We are delighted to announce that our article “Iterative Oblique Decision Trees Deliver Explainable RL Models” was accepted and is now part of the special issue “Advancements in Reinforcement Learning Algorithms” in the MDPI journal Algorithms (impact factor 2.2, CiteScore 3.7) .

Explainability in AI and RL (known as XAI and XRL) becomes increasingly important. In our paper we investigate several possibilities to replace complex “black box” deep reinforcement learning (DRL) models by intrinsically interpretable decision trees (DTs) which require orders of magnitudes fewer parameters. A highlight of our paper is that we find on seven classic control RL problems that the DTs achieve similar reward as the DRL models, sometimes even surpassing the reward of the DRL models. The key to this success is an iterative sampling method that we have developed.

In our work, we present and compare three different methods of collecting samples to train DTs from DRL agents. We test our approaches on seven problems including all classic control environments from Open AI Gym, LunarLander, and the CartPole-SwingUp challenge. Our iterative approach combining exploration of DTs and DRL agent’s predictions, in particular, is able to generate shallow, understandable, oblique DTs that solve the challenges and even outperform the DRL agents they were trained from. Additionally we demonstrate how, given their simpler structure and fewer parameters, DTs allow for inspection and insights, and offer higher degrees of explainability.
To readers interested in explainable AI and understandable reinforcement learning in particular, we recommend to take a look at our open-access article.

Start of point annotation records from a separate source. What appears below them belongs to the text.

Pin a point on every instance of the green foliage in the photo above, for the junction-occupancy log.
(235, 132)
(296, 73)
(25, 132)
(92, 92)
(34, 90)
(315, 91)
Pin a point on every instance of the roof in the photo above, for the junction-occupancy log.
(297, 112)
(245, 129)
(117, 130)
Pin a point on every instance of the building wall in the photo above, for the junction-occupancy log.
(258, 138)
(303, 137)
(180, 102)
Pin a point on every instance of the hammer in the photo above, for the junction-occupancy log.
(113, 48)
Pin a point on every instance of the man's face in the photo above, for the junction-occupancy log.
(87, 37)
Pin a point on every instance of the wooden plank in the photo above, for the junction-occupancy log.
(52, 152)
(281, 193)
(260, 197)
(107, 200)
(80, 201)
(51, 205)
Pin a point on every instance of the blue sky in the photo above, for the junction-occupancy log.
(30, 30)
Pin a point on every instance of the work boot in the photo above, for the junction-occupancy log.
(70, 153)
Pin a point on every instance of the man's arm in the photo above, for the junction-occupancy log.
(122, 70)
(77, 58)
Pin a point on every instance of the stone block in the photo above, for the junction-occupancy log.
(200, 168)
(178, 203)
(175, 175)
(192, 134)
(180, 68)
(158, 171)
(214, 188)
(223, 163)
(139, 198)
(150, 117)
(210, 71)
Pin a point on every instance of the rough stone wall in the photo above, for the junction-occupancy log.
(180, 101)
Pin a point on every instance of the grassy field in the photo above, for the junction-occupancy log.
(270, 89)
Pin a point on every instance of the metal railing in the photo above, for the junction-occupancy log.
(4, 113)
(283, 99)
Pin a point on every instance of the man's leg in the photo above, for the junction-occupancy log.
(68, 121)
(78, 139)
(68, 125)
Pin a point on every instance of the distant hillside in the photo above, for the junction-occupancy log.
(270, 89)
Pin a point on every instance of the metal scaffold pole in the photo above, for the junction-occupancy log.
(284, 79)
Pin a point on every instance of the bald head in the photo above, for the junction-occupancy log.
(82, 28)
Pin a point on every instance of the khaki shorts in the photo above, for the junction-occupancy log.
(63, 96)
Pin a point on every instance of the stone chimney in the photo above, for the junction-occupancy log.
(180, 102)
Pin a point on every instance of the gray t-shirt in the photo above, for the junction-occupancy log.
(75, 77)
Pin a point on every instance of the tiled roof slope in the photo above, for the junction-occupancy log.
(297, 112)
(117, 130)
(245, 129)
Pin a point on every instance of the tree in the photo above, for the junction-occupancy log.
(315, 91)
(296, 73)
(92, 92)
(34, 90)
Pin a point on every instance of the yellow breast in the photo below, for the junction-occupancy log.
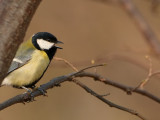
(30, 72)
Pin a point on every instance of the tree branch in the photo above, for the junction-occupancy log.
(128, 89)
(111, 104)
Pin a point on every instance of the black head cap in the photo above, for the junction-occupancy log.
(46, 41)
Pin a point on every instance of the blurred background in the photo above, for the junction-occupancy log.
(99, 31)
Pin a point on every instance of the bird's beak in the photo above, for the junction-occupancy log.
(59, 42)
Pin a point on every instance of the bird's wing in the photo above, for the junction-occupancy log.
(23, 55)
(19, 61)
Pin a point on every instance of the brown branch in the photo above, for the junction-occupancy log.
(128, 89)
(56, 81)
(68, 63)
(15, 16)
(111, 104)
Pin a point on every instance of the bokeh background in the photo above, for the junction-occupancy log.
(97, 31)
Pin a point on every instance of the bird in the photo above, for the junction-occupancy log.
(31, 61)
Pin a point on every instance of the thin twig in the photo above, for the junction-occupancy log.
(67, 62)
(127, 89)
(111, 104)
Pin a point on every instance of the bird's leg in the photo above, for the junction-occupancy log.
(42, 91)
(28, 90)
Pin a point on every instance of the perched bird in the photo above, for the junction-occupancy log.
(31, 61)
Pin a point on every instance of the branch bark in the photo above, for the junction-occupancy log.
(15, 16)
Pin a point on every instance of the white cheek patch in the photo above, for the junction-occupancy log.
(43, 44)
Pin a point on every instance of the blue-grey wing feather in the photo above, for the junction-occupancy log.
(20, 60)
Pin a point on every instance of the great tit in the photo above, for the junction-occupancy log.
(31, 61)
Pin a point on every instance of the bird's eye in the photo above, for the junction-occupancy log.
(48, 40)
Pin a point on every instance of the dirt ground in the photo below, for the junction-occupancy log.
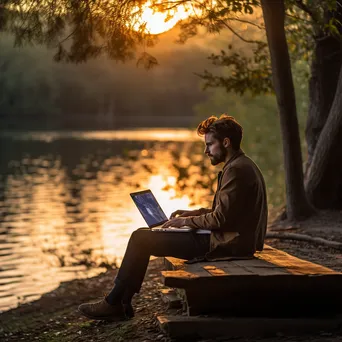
(54, 317)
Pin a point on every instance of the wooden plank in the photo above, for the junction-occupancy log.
(171, 298)
(210, 327)
(293, 264)
(214, 271)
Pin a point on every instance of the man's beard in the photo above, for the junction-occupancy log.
(218, 158)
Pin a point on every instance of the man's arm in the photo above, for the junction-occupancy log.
(229, 201)
(186, 213)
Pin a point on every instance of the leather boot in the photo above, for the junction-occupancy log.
(101, 310)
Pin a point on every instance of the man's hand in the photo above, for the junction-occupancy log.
(185, 213)
(175, 222)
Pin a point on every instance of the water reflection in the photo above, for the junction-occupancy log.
(65, 204)
(65, 209)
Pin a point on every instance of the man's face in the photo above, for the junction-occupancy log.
(214, 149)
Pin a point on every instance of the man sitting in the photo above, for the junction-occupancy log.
(237, 221)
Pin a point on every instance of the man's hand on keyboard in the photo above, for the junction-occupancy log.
(177, 222)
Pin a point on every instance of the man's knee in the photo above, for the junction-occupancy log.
(140, 234)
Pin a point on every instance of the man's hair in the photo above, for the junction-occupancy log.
(224, 127)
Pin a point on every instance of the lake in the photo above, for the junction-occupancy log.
(65, 209)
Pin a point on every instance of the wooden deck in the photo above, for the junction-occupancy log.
(273, 284)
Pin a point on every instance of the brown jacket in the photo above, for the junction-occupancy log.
(238, 217)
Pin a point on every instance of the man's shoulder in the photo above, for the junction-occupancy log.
(243, 167)
(242, 162)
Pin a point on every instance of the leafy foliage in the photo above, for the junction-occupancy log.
(80, 30)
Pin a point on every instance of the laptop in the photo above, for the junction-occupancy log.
(154, 215)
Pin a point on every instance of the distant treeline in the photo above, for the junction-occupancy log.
(38, 93)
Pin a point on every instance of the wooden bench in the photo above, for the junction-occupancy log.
(273, 284)
(270, 294)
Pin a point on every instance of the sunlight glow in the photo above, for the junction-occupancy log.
(155, 22)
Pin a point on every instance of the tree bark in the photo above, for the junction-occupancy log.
(298, 206)
(323, 184)
(325, 66)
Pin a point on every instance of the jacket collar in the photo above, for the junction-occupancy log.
(236, 155)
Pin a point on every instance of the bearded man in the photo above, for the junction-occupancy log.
(237, 222)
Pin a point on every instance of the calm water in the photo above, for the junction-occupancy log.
(65, 209)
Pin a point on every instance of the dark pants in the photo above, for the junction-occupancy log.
(143, 243)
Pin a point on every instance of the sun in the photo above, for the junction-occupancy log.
(155, 22)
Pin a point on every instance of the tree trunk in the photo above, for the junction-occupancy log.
(325, 66)
(297, 203)
(323, 184)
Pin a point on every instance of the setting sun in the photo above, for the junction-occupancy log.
(158, 22)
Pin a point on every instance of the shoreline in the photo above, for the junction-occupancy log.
(54, 316)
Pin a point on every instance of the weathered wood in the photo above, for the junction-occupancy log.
(181, 327)
(273, 283)
(171, 298)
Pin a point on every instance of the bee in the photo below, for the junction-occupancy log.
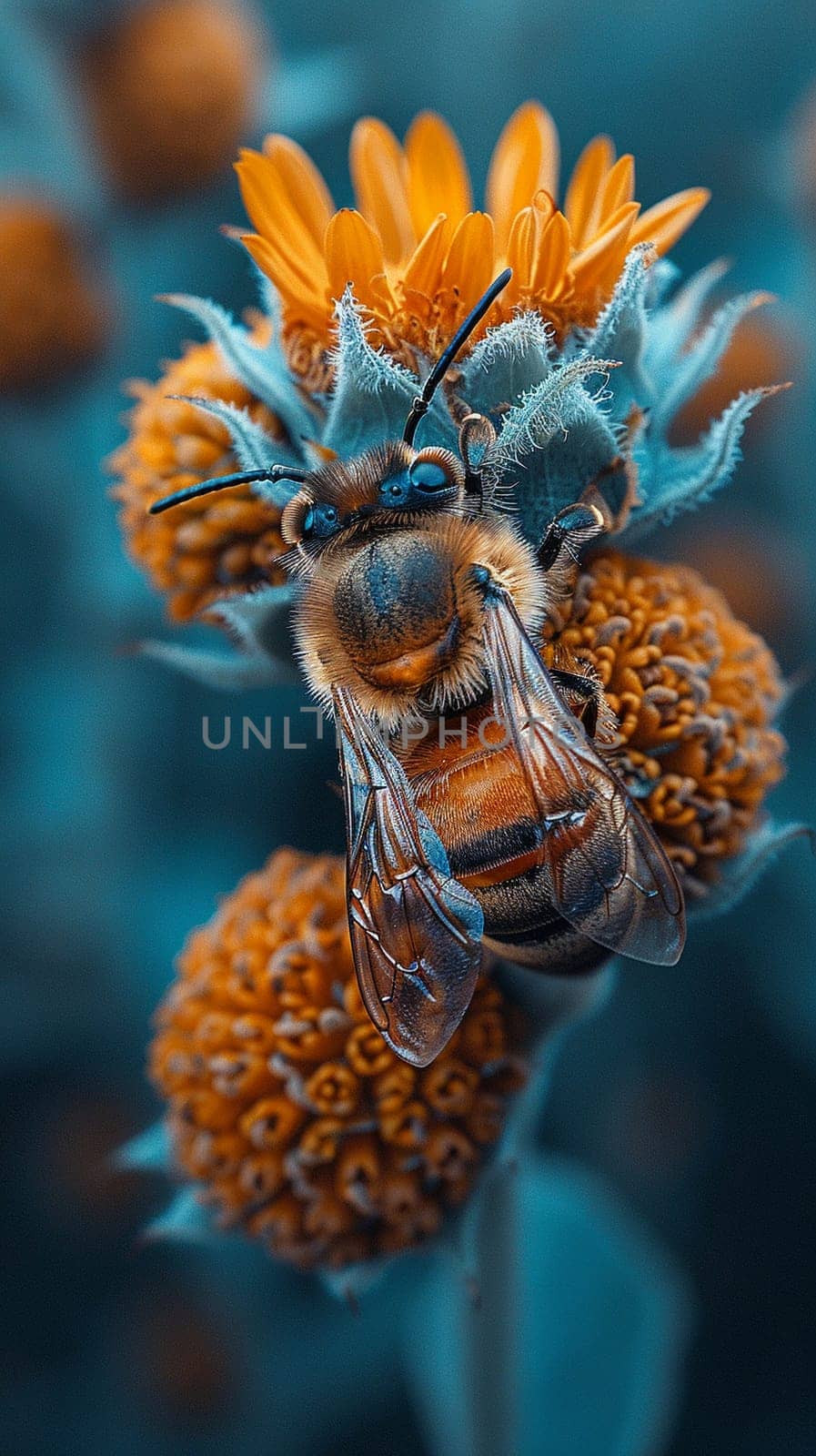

Decision surface MountainCarThe figure shows the decision surfaces of DRL models (1st column) and various DT models (2nd and 3rd column) on the environments MountainCar (upper row) and MountainCarContinuous (lower row). The little black dots visualize various episodes showing how MountainCar rolls back and forth in the valley until it finally reaches the goal on the mountain top (x=0.5). The DRL models exhibit more complicated decision surfaces, while the DT models reach the same performance (number in round brackets in the title) with simpler decision surfaces.